We are less than a month away from the release of Inherent Vice and I am only on the second film in my Paul Thomas Anderson retrospective. My prospects for completing the project are not looking great, but I shall continue on anyway. The good news is that Boogie Nights is the last PTA movie that I had not seen previously, so I have now watched each of his films at least once. Boogie Nights was released only one year after Hard Eight, Anderson’s debut, but his artistic progression is so great that you might be forgiven for guessing something more like ten years had passed.
Depicting the porn boom through the end of the 70’s and 80’s, Boogie Nights features Anderson’s first foray into a large ensemble piece, a format he will subsequently perfect and then abandon with Magnolia. Mark Wahlberg plays Eddie Adams (a.k.a. Dirk Diggler), a young southern Californian who finds himself recruited into the pornography industry by director Jack Horner (Burt Reynolds) on the merits of his giant penis. Once involved he becomes familiar with both performers – including Jack’s lover Amber (Julianne Moore), a young skates-bound starlet known only as “Rollergirl” (Heather Graham), a new best friend in the form of Reed Rothchild (John C. Reilly), and actor-turned-entrepreneur Buck Swope (Don Cheadle) – and crew members – such as emotionally-tortured boom operator Scotty J. (Philip Seymour Hoffman), cuckolded assistant director Little Bill (William H. Macy), and money man The Colonel (Robert Ridgely). Each character struggles with ennui, time, and more concrete conflicts as their chosen profession evolves faster than they are able to.
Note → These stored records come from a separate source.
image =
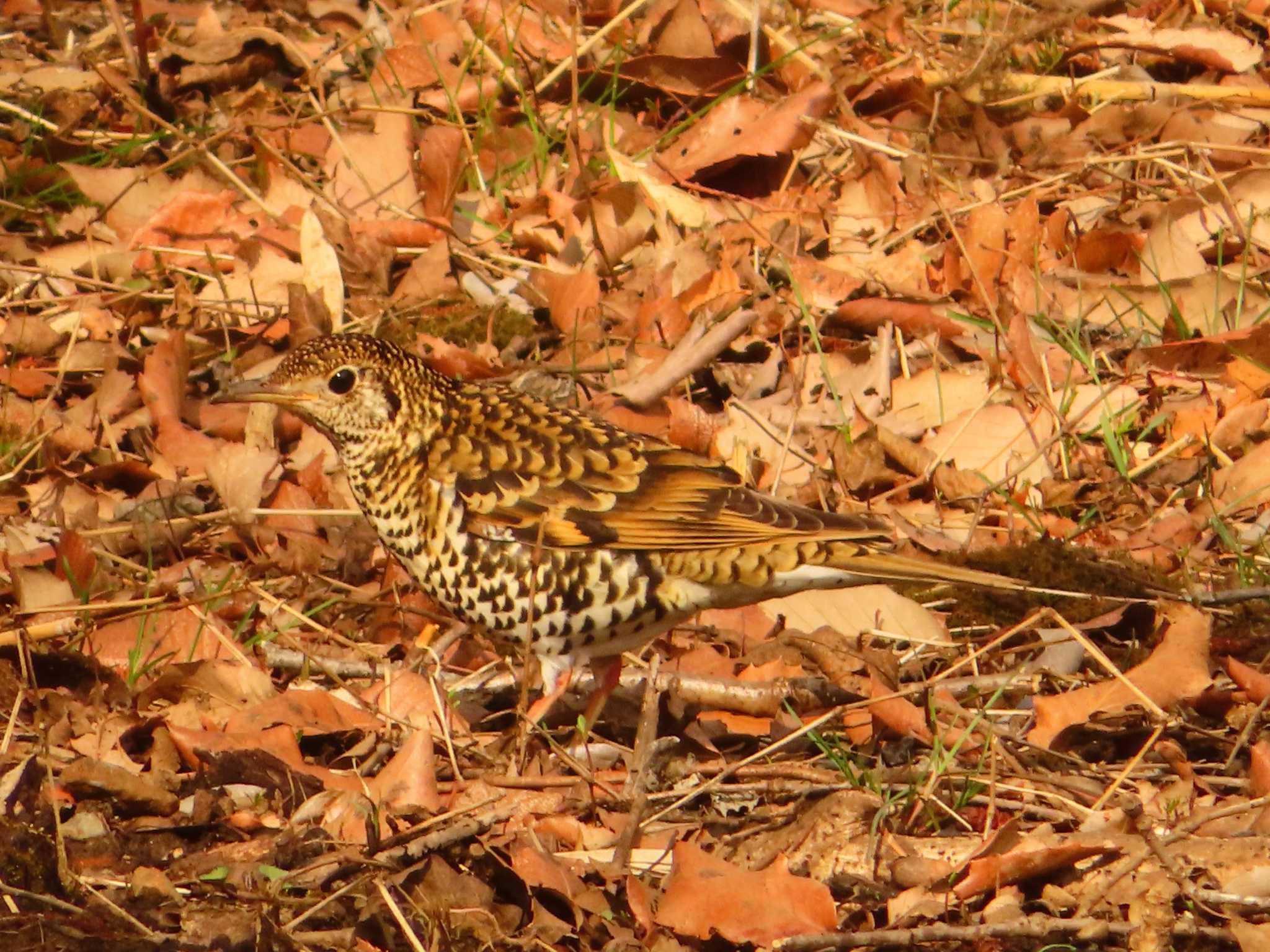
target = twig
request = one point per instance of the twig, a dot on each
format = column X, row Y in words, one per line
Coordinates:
column 698, row 348
column 1034, row 927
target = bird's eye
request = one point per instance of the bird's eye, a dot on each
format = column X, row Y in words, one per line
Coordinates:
column 342, row 381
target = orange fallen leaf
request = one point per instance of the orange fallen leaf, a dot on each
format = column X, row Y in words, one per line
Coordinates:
column 706, row 895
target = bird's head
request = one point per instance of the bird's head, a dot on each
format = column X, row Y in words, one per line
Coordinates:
column 350, row 386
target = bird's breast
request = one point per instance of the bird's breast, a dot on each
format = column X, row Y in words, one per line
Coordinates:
column 563, row 601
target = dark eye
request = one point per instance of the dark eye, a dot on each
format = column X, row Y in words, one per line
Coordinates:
column 342, row 381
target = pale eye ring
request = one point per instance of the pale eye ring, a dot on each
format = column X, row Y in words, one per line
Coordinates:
column 342, row 381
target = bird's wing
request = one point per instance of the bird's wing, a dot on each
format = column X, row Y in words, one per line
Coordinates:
column 595, row 485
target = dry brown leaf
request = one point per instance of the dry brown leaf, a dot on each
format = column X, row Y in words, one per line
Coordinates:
column 1175, row 672
column 856, row 610
column 409, row 780
column 238, row 475
column 705, row 895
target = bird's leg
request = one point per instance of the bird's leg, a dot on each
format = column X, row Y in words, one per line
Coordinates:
column 607, row 673
column 553, row 690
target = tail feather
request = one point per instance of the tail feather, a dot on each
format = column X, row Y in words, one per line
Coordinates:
column 897, row 568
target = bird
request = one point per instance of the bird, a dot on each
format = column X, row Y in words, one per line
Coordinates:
column 551, row 528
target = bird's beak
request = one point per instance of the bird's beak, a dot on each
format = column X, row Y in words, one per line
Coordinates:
column 260, row 391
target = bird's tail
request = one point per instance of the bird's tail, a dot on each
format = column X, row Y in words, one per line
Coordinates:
column 895, row 568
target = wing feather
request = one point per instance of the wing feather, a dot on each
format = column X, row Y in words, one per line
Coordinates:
column 592, row 484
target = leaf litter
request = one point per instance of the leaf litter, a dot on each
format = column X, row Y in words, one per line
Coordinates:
column 992, row 271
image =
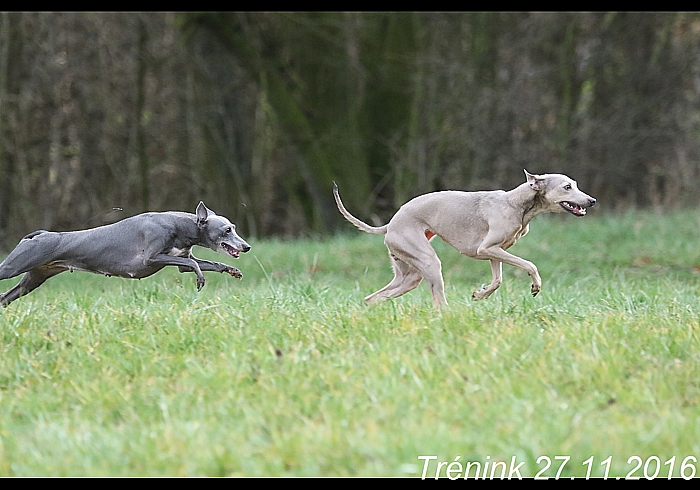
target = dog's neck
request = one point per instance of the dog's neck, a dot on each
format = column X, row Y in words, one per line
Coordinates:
column 530, row 201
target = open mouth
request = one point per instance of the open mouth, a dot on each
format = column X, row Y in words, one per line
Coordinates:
column 574, row 209
column 231, row 250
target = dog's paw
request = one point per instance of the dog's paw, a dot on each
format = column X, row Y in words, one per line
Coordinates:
column 234, row 272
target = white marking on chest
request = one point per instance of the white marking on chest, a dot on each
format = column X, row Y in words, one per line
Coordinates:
column 179, row 252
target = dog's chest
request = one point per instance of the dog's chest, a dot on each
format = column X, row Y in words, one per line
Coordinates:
column 519, row 233
column 179, row 252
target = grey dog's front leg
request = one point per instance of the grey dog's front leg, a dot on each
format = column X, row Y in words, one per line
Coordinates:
column 182, row 263
column 209, row 266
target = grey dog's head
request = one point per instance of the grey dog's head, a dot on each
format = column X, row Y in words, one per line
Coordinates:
column 560, row 193
column 218, row 233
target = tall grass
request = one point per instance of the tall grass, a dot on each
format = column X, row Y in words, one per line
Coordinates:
column 287, row 372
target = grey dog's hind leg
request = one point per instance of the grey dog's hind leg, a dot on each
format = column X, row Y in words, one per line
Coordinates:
column 32, row 251
column 31, row 280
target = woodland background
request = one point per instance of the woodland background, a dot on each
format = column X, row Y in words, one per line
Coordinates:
column 257, row 113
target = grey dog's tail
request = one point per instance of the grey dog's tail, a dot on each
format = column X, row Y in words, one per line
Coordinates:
column 377, row 230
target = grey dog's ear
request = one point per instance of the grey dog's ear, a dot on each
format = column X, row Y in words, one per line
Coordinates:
column 202, row 213
column 536, row 182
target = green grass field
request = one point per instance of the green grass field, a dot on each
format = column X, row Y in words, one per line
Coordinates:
column 287, row 372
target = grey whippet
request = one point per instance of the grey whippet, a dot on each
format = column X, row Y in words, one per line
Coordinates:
column 134, row 247
column 481, row 225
The cast is huge, and Anderson takes great care to ensure each character gets as much attention as possible – even smaller parts played by actors such as Luis Guzmán, Philip Baker Hall, Thomas Jane, and Alfred Molina. Anderson’s generosity of screentime is evident from the very opening shot, a singular handheld take that introduces us to Guzmán, Reynolds, Moore, Reilly, Cheadle, Graham, and Wahlberg, without ever cutting. This opening moment gives us an impression of who each of these characters are: Reynolds’s Jack holds court over everyone, while Cheadle’s Buck seeks approval and Reilly’s Reed tries to impress; Rollergirl looks to Amber as a mother, and Wahlberg’s wide-eyed outsider watches it all with excitement and curiosity.
Anderson has faith in his cinematographer Robert Elswit, with whom he worked on Hard Eight. Together the craft several of these long takes, often weaving in and around Jack’s house. Anderson uses these scenes to convey the droll mundanities of a industry which could so easily be glamorized – or at the very least sensationalized. So while a supposed party is taking place, we are instead treated to Reed’s nerdy fascination with magic or a treatise on Buck’s newest look. Even in the midst of shooting one of Jack’s pictures, the more interesting action is found in all of the technical aspects than in the action on-camera. And when Anderson does indulge in the debauchery, he finds ways to undermine it; such is the case when a child calls Jack’s house during a party, desperately looking to speak with his mother. That darker edge comes more to the forefront as the film transitions into the 80’s. Suddenly all of the tedium is replaced by the sad realities of the lives these people lead. All the while, Anderson contrasts these scenes with the quintessential soundtrack of the era, as if to score the fun time that the characters actively are not having.
Boogie Nights is Anderson’s first masterpiece, but it won’t be his last. His move away from overt plot developments benefits the reality of his film, and his loose structure allows for characters to enter and exit the narrative as necessary, without worrying that the audience won’t follow along. Anderson’s faith in the viewer is not misguided, though he does lose sight of it near the end. Anderson becomes so focused on providing us with satisfying endings, that he loses touch with the tone up to that point. However, the end of the film doesn’t mean the end of these characters’ lives; they will continue to make the same mistake and feel the same feelings. Perhaps though, each character has learned something from their experience. It’s clear that Anderson has.